As Rome burned last week during anti-government riots, many of those present were focusing on the plight of Italy's underfunded and underperforming universities, which face major reform. There is no doubt that reform is needed. The question is whether the government will deliver it correctly.

Islands of excellence exist in Italian universities, particularly in the north of the country. And they survive despite such low levels of government investment that little cash remains for infrastructure or research once salaries have been paid. But malaise is widespread, and money is not the only question. University workforces are riddled with dead wood, a legacy of too little competition for academic posts or research grants. And universities are not penalized if they choose to hire staff on the basis of personal contacts instead of talent.

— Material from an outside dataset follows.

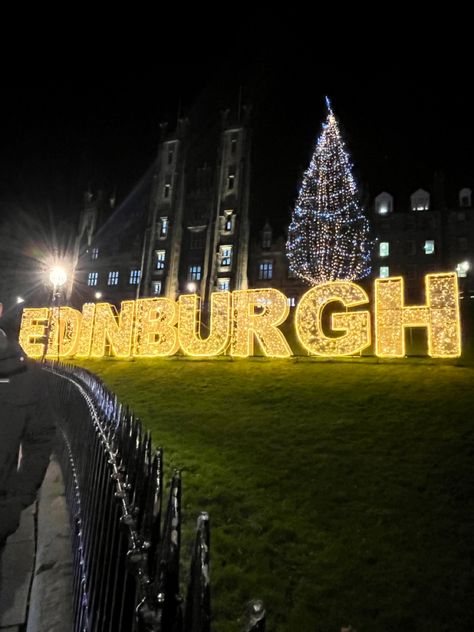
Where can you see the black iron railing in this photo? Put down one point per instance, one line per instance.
(126, 553)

A controversial new law, expected to be approved this week, attempts to fix these issues. It is imperfect, but if implemented properly, it will give Italy's universities a brighter future. Critical to its implementation, though, is the prompt creation of a long-promised evaluation agency to assess teaching and research performance and link them to university budgets. Also critical is money — just as throwing money at the problem won't solve the malaise on its own, reforms without additional funds won't be effective.

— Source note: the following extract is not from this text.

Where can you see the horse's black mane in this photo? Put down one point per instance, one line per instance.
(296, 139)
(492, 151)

Italians are familiar with fine-sounding reforms that fail to actually change things.

A law to reform universities was drafted in 2007 by the previous, centre-left government, which also proposed setting up an evaluation agency, known as ANVUR (National Agency for the Evaluation of the University and Research System), modelled on France's AERES agency. The current, centre-right government picked up and tweaked that draft. In doing so, it inserted the authority of its powerful finance ministry, which will directly manage some funds, and sign off annual budgets and budget proposals for each university. But the law also introduces some radical changes that could improve things. For example, it brings in mandatory peer review of all public research money, requiring that 30% of individuals who sit on peer-review committees are working abroad. This will help to avert high-profile debacles like the ministry of health's behind-closed-doors allocation in 2007 of a €3-million (US$4-million) grant from its stem-cell research fund to scientists at a private foundation who claimed to be working more ethically than others — and the reversal of that decision following public outcry.

Changes in the system for recruiting staff may also help, but not necessarily. Traditionally, academic staff have been selected by national committees and then allocated to universities to fill relevant vacancies. Incomprehensible to many of those in other countries, where universities choose their own staff, the 'concorsi' system was intended to challenge a tendency to recruit locally, without necessarily choosing the best. But behind-the-scenes dealing among concorsi committees ensured that universities mostly got the candidates they wanted anyway, for good or bad. Extensive tinkering in the past decade or so has not yet found a better balance between quality control at a national level and local university autonomy. In the new system, all candidates who pass a national qualification exam, judged by committees similar to concorsi committees, will join a national list from which a university may at any time select a candidate. The danger here is that less academically suitable people may get on the list, because — as there is no link to a concrete academic position — committees don't bear responsibility for their choices.

Italians are familiar with fine-sounding reforms, such as the attempts to improve the concorsi system, that fail to actually change things. They enjoy quoting Giuseppe Tomasi di Lampedusa's The Leopard, a novel set around the time of Italy's unification in 1861, in which a protagonist observes contemporary politics, and wryly notes how the newly empowered try to 'change everything, so that everything remains the same'. But this law has a strong chance of changing things so that they do become different — and better. A crucial foundation for such success is that the government makes ANVUR happen soon. It was, after all, founded in law in February this year. Now, Italian scientists must see it built in bricks and mortar. The system needs more money, but that money must be linked to performance. Establishing ANVUR would show that Italy has placed its university system on the road to true reform.